"Well, anyhow, I'll tell you if old Pap Price ever gets as far as the Kansas line with his ragamuffin army, we'll give him a reception that he won't forget soon."
Al and Wallace began to listen, for this sounded interesting.
"You Kansas Militia fellows are too much scattered," returned the civilian. "Why doesn't General Curtis get you concentrated down here by the border somewhere? I tell you, old Pap will be here before you know it. Why, he's already to Jefferson City, according to the latest despatches, cleaning up everything before him and coming this way like a jack rabbit. What is there between here and his front to stop his twenty-five or thirty thousand men? Nothing! Nothing to make him even hesitate."
"There will be something to make him hesitate, though," insisted the Kansas militiaman, stoutly. "Curtis is concentrating, and we'll be sent across the State line to meet and stop Price somewhere around Lexington. You watch!"
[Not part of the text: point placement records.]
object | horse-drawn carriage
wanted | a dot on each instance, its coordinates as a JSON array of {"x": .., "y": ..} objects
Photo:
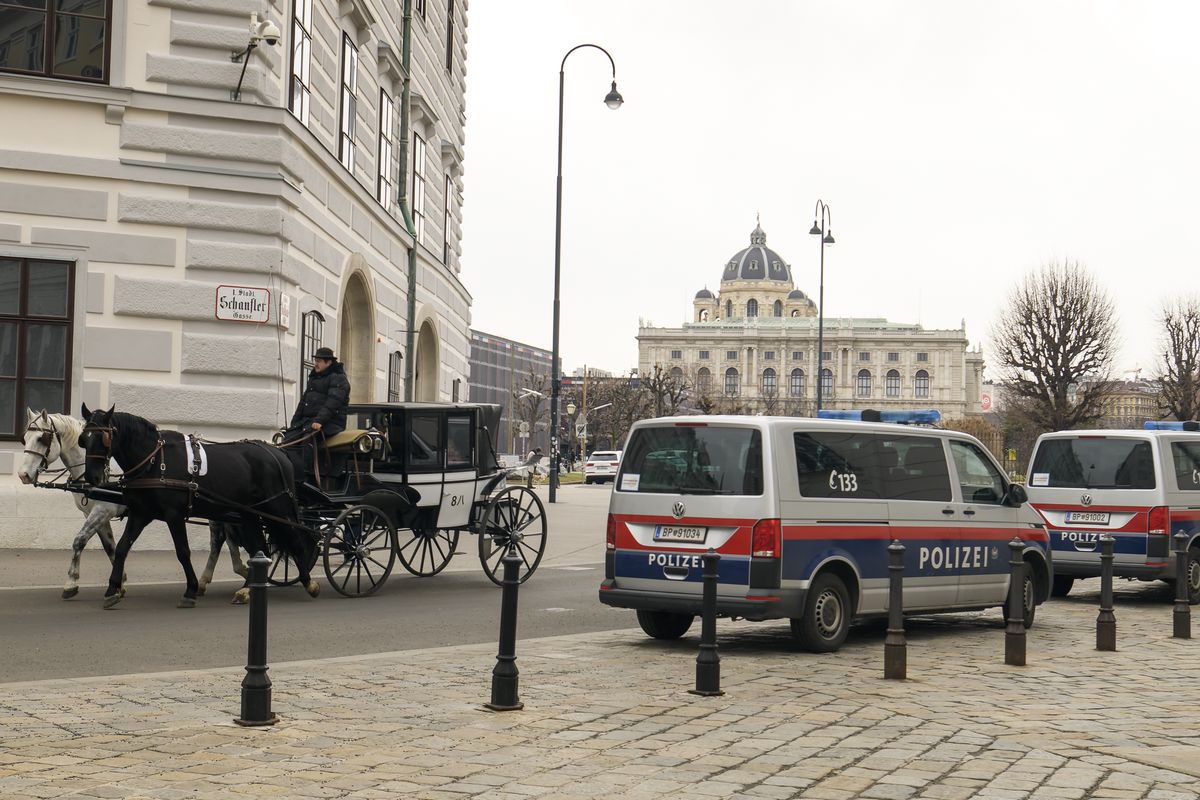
[{"x": 401, "y": 482}]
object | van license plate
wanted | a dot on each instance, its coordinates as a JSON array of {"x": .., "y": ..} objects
[
  {"x": 679, "y": 534},
  {"x": 1090, "y": 517}
]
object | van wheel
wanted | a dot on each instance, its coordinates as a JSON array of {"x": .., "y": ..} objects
[
  {"x": 1029, "y": 595},
  {"x": 826, "y": 620},
  {"x": 664, "y": 625}
]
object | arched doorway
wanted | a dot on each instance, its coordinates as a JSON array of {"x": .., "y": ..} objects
[
  {"x": 355, "y": 338},
  {"x": 426, "y": 366}
]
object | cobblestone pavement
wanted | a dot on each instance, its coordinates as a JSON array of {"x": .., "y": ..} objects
[{"x": 607, "y": 715}]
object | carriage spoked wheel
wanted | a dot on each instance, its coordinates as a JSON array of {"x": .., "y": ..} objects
[
  {"x": 514, "y": 517},
  {"x": 426, "y": 551},
  {"x": 359, "y": 551}
]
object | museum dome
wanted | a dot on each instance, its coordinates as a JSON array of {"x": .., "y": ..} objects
[{"x": 756, "y": 262}]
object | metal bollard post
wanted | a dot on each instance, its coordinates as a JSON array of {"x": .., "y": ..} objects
[
  {"x": 256, "y": 686},
  {"x": 1182, "y": 615},
  {"x": 1107, "y": 621},
  {"x": 1014, "y": 632},
  {"x": 505, "y": 677},
  {"x": 895, "y": 654},
  {"x": 708, "y": 662}
]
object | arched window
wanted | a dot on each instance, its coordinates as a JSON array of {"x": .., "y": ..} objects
[
  {"x": 797, "y": 385},
  {"x": 863, "y": 384},
  {"x": 921, "y": 384},
  {"x": 826, "y": 383},
  {"x": 731, "y": 382},
  {"x": 769, "y": 383}
]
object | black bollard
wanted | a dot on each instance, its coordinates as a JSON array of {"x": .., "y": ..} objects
[
  {"x": 1014, "y": 632},
  {"x": 505, "y": 677},
  {"x": 1107, "y": 621},
  {"x": 256, "y": 686},
  {"x": 895, "y": 653},
  {"x": 1182, "y": 615},
  {"x": 708, "y": 662}
]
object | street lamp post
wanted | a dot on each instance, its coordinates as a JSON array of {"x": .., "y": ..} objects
[
  {"x": 612, "y": 100},
  {"x": 822, "y": 227}
]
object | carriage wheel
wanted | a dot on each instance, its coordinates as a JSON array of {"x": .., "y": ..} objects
[
  {"x": 426, "y": 551},
  {"x": 515, "y": 517},
  {"x": 360, "y": 551}
]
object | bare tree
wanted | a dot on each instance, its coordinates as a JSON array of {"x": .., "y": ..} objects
[
  {"x": 1055, "y": 346},
  {"x": 1179, "y": 368}
]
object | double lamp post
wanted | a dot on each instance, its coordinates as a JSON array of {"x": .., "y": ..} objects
[{"x": 612, "y": 100}]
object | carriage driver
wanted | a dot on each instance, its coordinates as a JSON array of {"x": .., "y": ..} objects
[{"x": 321, "y": 410}]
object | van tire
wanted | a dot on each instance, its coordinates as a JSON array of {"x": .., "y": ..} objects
[
  {"x": 1062, "y": 584},
  {"x": 826, "y": 618},
  {"x": 1030, "y": 594},
  {"x": 664, "y": 625}
]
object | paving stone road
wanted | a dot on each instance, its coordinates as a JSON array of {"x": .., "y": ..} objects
[{"x": 607, "y": 715}]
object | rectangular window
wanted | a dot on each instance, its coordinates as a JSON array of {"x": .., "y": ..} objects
[
  {"x": 384, "y": 190},
  {"x": 300, "y": 94},
  {"x": 450, "y": 36},
  {"x": 868, "y": 465},
  {"x": 348, "y": 122},
  {"x": 36, "y": 307},
  {"x": 419, "y": 186},
  {"x": 395, "y": 376},
  {"x": 63, "y": 38}
]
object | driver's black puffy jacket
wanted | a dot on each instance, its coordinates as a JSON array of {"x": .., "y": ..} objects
[{"x": 324, "y": 400}]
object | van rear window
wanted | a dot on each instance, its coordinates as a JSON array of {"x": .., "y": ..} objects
[
  {"x": 1099, "y": 463},
  {"x": 870, "y": 465},
  {"x": 693, "y": 461},
  {"x": 1187, "y": 465}
]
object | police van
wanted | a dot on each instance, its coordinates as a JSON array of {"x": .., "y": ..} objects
[
  {"x": 802, "y": 512},
  {"x": 1140, "y": 486}
]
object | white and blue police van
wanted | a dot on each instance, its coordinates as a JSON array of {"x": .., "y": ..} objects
[
  {"x": 1139, "y": 486},
  {"x": 802, "y": 512}
]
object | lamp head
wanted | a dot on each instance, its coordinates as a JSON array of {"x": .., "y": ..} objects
[{"x": 613, "y": 100}]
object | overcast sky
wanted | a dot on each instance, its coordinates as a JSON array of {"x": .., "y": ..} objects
[{"x": 959, "y": 144}]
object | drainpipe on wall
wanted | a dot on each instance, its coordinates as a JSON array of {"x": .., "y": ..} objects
[{"x": 406, "y": 98}]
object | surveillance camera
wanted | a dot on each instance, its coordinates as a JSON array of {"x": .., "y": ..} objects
[{"x": 264, "y": 30}]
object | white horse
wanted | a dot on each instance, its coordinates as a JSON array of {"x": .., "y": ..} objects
[{"x": 55, "y": 437}]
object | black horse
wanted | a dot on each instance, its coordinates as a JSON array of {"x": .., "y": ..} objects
[{"x": 250, "y": 479}]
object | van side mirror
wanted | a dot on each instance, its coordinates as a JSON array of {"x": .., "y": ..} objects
[{"x": 1015, "y": 495}]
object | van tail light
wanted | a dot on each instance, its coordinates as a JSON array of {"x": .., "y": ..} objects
[
  {"x": 766, "y": 536},
  {"x": 1158, "y": 519}
]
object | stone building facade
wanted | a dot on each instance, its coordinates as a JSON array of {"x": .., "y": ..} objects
[
  {"x": 181, "y": 227},
  {"x": 751, "y": 348}
]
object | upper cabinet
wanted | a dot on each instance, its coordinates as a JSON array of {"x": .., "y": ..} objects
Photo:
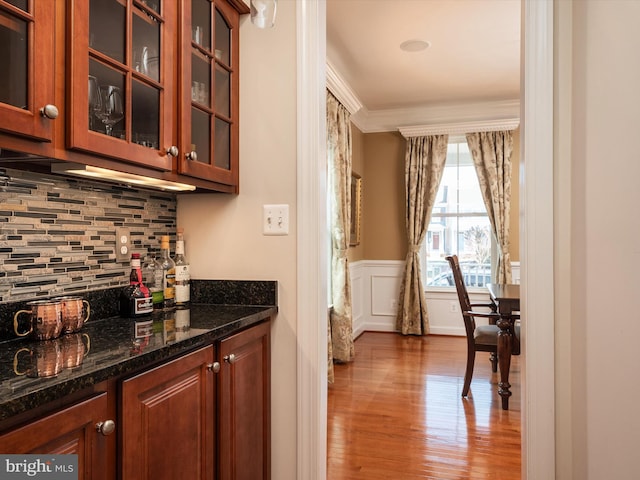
[
  {"x": 27, "y": 106},
  {"x": 209, "y": 101},
  {"x": 148, "y": 87},
  {"x": 122, "y": 80}
]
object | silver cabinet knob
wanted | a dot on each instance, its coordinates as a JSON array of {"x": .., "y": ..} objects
[
  {"x": 49, "y": 111},
  {"x": 106, "y": 428},
  {"x": 173, "y": 151}
]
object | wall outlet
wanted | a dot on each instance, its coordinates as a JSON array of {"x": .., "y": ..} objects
[
  {"x": 275, "y": 220},
  {"x": 393, "y": 304},
  {"x": 123, "y": 245}
]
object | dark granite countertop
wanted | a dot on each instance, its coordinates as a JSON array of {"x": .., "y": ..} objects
[{"x": 115, "y": 347}]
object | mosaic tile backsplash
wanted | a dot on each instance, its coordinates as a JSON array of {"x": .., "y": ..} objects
[{"x": 57, "y": 235}]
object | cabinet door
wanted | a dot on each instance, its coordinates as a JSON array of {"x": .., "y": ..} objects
[
  {"x": 69, "y": 431},
  {"x": 168, "y": 420},
  {"x": 209, "y": 103},
  {"x": 244, "y": 398},
  {"x": 26, "y": 53},
  {"x": 122, "y": 78}
]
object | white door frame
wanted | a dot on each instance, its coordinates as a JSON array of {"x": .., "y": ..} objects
[{"x": 536, "y": 237}]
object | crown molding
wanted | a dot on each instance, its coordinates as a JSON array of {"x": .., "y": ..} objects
[
  {"x": 444, "y": 118},
  {"x": 342, "y": 90},
  {"x": 460, "y": 128}
]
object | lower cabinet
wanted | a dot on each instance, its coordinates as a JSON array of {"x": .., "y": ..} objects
[
  {"x": 83, "y": 429},
  {"x": 204, "y": 415},
  {"x": 244, "y": 405},
  {"x": 168, "y": 420}
]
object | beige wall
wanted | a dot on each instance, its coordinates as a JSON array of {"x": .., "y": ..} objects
[
  {"x": 223, "y": 233},
  {"x": 383, "y": 208},
  {"x": 384, "y": 236},
  {"x": 596, "y": 239}
]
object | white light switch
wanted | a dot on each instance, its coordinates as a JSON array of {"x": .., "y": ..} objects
[
  {"x": 275, "y": 220},
  {"x": 123, "y": 245}
]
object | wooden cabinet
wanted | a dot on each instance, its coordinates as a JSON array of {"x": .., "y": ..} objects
[
  {"x": 244, "y": 405},
  {"x": 26, "y": 84},
  {"x": 72, "y": 430},
  {"x": 209, "y": 103},
  {"x": 205, "y": 414},
  {"x": 122, "y": 80},
  {"x": 149, "y": 87},
  {"x": 168, "y": 420}
]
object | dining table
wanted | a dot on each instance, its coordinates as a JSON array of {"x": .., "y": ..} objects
[{"x": 506, "y": 296}]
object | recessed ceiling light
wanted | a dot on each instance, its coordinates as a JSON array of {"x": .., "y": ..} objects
[{"x": 414, "y": 45}]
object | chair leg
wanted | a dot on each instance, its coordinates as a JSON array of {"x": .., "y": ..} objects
[{"x": 471, "y": 359}]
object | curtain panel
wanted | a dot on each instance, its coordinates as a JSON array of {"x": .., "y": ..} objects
[
  {"x": 339, "y": 185},
  {"x": 424, "y": 164},
  {"x": 491, "y": 153}
]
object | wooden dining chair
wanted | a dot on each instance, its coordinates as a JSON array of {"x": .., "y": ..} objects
[{"x": 480, "y": 338}]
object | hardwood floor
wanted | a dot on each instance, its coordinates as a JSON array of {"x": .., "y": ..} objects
[{"x": 396, "y": 412}]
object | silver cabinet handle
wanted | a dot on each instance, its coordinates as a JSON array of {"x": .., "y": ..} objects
[
  {"x": 173, "y": 151},
  {"x": 106, "y": 428},
  {"x": 49, "y": 111}
]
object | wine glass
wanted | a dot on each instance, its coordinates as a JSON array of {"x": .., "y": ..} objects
[
  {"x": 112, "y": 111},
  {"x": 95, "y": 100}
]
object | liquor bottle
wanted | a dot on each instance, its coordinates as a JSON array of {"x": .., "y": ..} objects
[
  {"x": 133, "y": 301},
  {"x": 168, "y": 274},
  {"x": 183, "y": 277},
  {"x": 152, "y": 278}
]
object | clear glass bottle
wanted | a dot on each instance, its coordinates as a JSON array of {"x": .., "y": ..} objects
[
  {"x": 152, "y": 278},
  {"x": 135, "y": 300},
  {"x": 168, "y": 274},
  {"x": 183, "y": 277}
]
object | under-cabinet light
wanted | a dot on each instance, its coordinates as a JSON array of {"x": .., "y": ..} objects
[{"x": 106, "y": 174}]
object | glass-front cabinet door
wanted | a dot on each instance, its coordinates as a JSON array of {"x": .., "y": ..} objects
[
  {"x": 209, "y": 106},
  {"x": 123, "y": 75},
  {"x": 26, "y": 54}
]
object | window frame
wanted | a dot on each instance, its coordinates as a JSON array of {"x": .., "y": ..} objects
[{"x": 423, "y": 248}]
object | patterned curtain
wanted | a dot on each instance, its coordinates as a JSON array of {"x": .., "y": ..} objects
[
  {"x": 339, "y": 186},
  {"x": 424, "y": 164},
  {"x": 491, "y": 152}
]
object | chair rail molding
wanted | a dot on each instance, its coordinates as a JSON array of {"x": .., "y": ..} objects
[{"x": 375, "y": 290}]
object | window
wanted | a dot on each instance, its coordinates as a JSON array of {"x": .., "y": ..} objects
[{"x": 459, "y": 225}]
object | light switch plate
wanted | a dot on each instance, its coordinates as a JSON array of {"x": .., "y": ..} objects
[
  {"x": 275, "y": 220},
  {"x": 123, "y": 245}
]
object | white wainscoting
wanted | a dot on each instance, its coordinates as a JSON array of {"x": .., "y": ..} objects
[{"x": 375, "y": 287}]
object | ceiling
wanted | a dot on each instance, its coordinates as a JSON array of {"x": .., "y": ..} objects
[{"x": 470, "y": 70}]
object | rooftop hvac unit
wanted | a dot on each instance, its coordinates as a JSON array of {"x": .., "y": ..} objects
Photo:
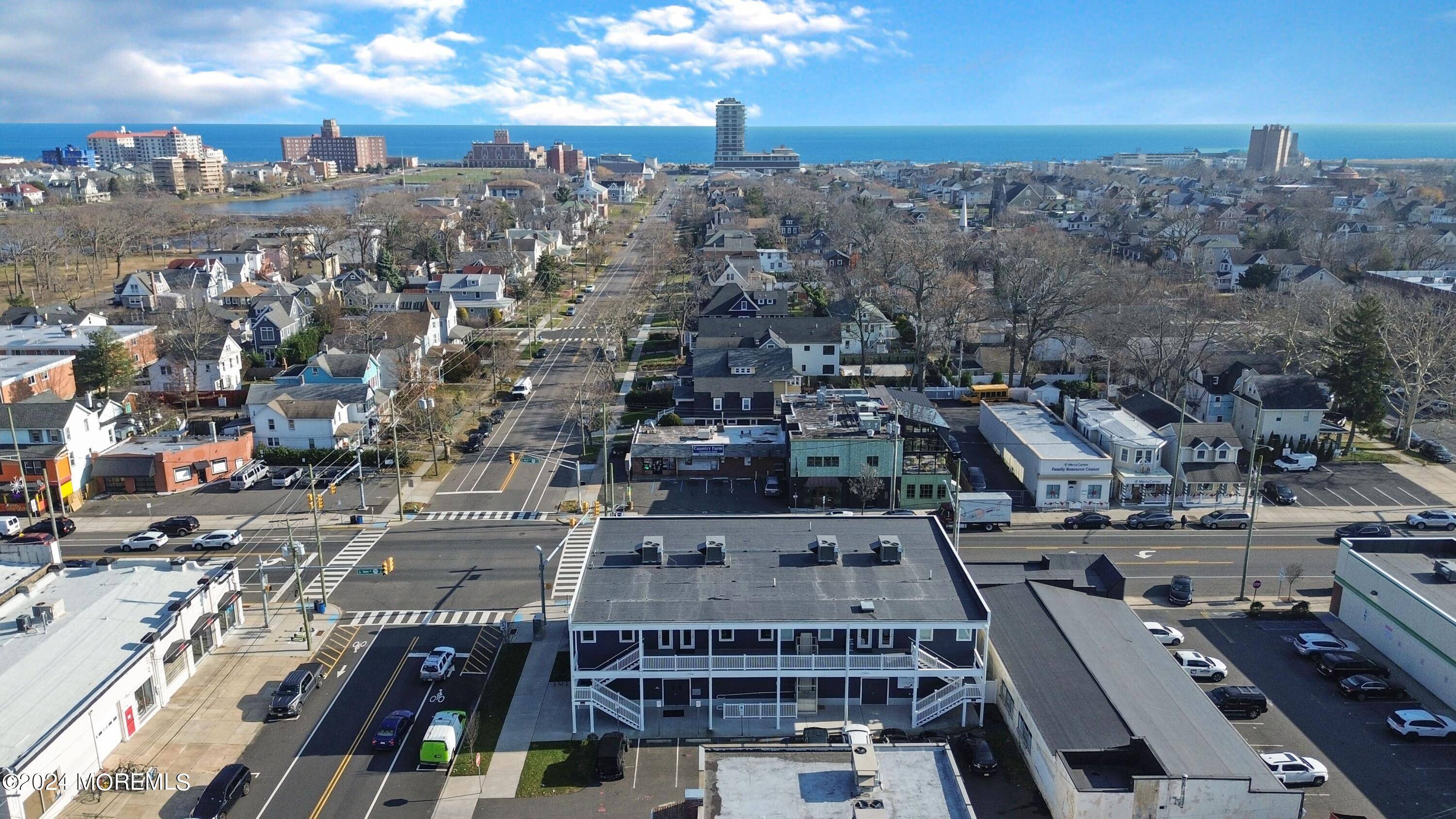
[
  {"x": 715, "y": 550},
  {"x": 651, "y": 552},
  {"x": 826, "y": 550}
]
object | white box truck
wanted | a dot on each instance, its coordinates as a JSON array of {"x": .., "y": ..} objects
[{"x": 985, "y": 511}]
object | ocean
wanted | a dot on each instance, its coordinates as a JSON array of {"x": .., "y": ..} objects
[{"x": 816, "y": 145}]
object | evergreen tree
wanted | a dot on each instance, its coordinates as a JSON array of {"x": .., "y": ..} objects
[
  {"x": 1359, "y": 368},
  {"x": 105, "y": 363}
]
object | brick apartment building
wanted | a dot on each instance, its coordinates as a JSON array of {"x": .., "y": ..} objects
[{"x": 348, "y": 153}]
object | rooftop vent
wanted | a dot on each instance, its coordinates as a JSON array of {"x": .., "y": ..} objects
[
  {"x": 889, "y": 550},
  {"x": 826, "y": 550},
  {"x": 651, "y": 552}
]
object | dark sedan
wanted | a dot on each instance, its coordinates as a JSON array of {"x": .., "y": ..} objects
[
  {"x": 1363, "y": 531},
  {"x": 1151, "y": 519},
  {"x": 392, "y": 731},
  {"x": 1369, "y": 687},
  {"x": 1088, "y": 521}
]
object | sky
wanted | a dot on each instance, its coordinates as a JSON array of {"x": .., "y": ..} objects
[{"x": 794, "y": 62}]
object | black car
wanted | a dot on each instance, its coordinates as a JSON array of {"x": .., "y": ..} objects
[
  {"x": 177, "y": 525},
  {"x": 1240, "y": 700},
  {"x": 1180, "y": 591},
  {"x": 1368, "y": 687},
  {"x": 1363, "y": 531},
  {"x": 63, "y": 527},
  {"x": 612, "y": 755},
  {"x": 1151, "y": 519},
  {"x": 231, "y": 785},
  {"x": 1339, "y": 665},
  {"x": 1279, "y": 493},
  {"x": 1088, "y": 521}
]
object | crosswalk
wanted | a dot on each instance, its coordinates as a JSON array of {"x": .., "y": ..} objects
[
  {"x": 344, "y": 562},
  {"x": 427, "y": 617},
  {"x": 573, "y": 562},
  {"x": 484, "y": 515}
]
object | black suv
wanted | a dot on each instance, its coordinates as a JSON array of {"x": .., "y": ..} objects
[
  {"x": 1240, "y": 700},
  {"x": 1340, "y": 665},
  {"x": 293, "y": 691},
  {"x": 177, "y": 525},
  {"x": 231, "y": 785}
]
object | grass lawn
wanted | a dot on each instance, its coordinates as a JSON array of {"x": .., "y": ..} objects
[
  {"x": 485, "y": 723},
  {"x": 554, "y": 769}
]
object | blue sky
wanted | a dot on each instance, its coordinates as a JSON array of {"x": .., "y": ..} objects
[{"x": 795, "y": 62}]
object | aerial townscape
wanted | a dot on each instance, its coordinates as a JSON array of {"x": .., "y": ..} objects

"Would you go across the line?" queried the other.
"Certainly I would."
"Well, then, you're an exception," returned the civilian. "I'll bet you two bits that if the Kansas militia is ordered across the State line, nine-tenths of them will refuse to go. They're too afraid they'll be kept away over election and too afraid they'll have to give up a little shred of their sacred 'State Rights' to the National Government."
"Oh, well, some of the boys feel that way, of course," replied the militiaman, defensively, "but not all, by any means."
Al's curiosity had reached the breaking-point.